Gadgets: Banner has an outdated off-brand laptop (complete with your standard “Hello Neo”-esque instant messaging program), and some kind of portable satellite dish, presumably for picking up Internet signal. Otherwise, he pretty much lives off the land. While a laptop of the sort would generally run somewhere in the neighborhood of $500 to $1000 dollars, portable satellite dishes are surprisingly cheap: only $100 or so. Good to know, if you’re ever planning on running away from the government, but still want the occasional opportunity to check Buzzfeed’s latest list of dogs stuck in things.
Damages: Here’s where things pick up speed a bit. Throughout The Incredible Hulk, Banner destroys a hefty sum of other people’s property. He tears up his bottling plant, wreaks havoc on the campus of Culver University, and doesn’t exactly do any favors to New York City. But here’s the catch… all of these fights are provoked, or at least abetted, by the United States Military. Now, you have got to assume that the government is quickly and quietly cleaning up these messes to keep the residents and property owners quiet about the onslaught of criminal activity and obvious examples of inhumane genetic testing. Sure, Hulk might be responsible for a handful of broken fire escapes, but Big Brother isn’t going to let this case stay on the media’s radar for long.
Transportation: In the spirit of his Bill Bixbian predecessor, Edward Norton’s Hulk gets around primarily by hitchhiking — presumably, contributing nothing for gas. When he does actually opt for a bus, or an especially frenetic New York City cab, Banner channels his inner sleazebag and has his ex-girlfriend, Betty Ross, pay for everything. Seriously, why are we even rooting for this guy?
Risks: Insurance would be through the roof. Aside from the whole, “Hulk Smash!” thing, anger is the chief cause of a lot of health problems.
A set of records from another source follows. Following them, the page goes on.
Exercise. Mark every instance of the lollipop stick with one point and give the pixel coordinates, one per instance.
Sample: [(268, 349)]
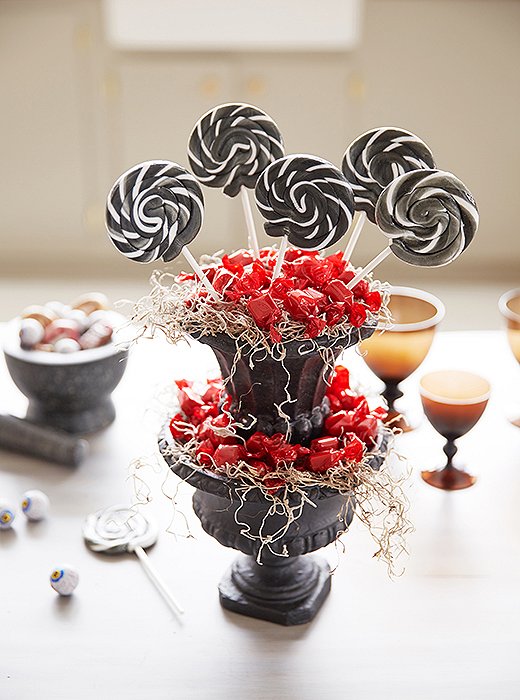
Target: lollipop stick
[(369, 267), (200, 273), (251, 231), (280, 258), (157, 580), (356, 232)]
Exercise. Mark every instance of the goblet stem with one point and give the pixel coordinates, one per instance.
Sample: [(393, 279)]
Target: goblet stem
[(395, 419), (450, 450), (391, 394)]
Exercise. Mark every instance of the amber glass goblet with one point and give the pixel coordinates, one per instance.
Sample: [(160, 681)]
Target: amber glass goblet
[(398, 351), (453, 402), (509, 305)]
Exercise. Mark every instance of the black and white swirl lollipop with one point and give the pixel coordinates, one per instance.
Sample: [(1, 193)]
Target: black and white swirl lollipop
[(229, 148), (429, 216), (376, 158), (153, 211), (305, 199), (372, 161), (120, 529)]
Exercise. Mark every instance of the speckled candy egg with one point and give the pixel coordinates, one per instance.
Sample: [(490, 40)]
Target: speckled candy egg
[(7, 515), (66, 345), (35, 504), (61, 328), (41, 314), (31, 333), (64, 579), (93, 301)]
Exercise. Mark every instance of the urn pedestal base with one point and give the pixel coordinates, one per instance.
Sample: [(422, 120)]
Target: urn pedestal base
[(285, 590)]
Perks: Banner left his old life behind to become a proverbial hermit; you can’t really go out drinking when the slightest insult from a mouthy bar patron might result in dozens of casualties. That saves a pretty penny.
Entertainment: Banner spends most of his free-time watching Portuguese Sesame Street and going for jogs. A modest TV set would run you only a couple hundred dollars.
Miscellaneous: At the beginning of the film, Banner has a dog. Any dog owner knows that canine companions cost a pretty penny. But it doesn’t exactly look like Banner is abiding by the ethical code of pet ownership… especially since he leaves the poor pup as a decoy for the approaching feds. Additionally, during his time in Brazil, Banner seems to be a frequent patron of a local meditation expert. It’s hard to say exactly what kind of payment he is doling out for these tips, but yoga classes generally run around $15 per lesson.
Sustainability: Although the Hulk doesn’t spend much, he doesn’t earn much either. Day laboring won’t really cut it if he’s planning on keeping that fancy Canadian living space, and especially if he’s looking into another dog, or some more zen classes. Oh, and then there’s the little matter of food.
Final Calculation: The Hulk lucks out a lot. It’s none too easy to find a willing driver when you’re a shirtless hitchhiker without any cash. Thankfully, the superhero will be finding a new occupation in the very near future… but does Nick Fury offer dental?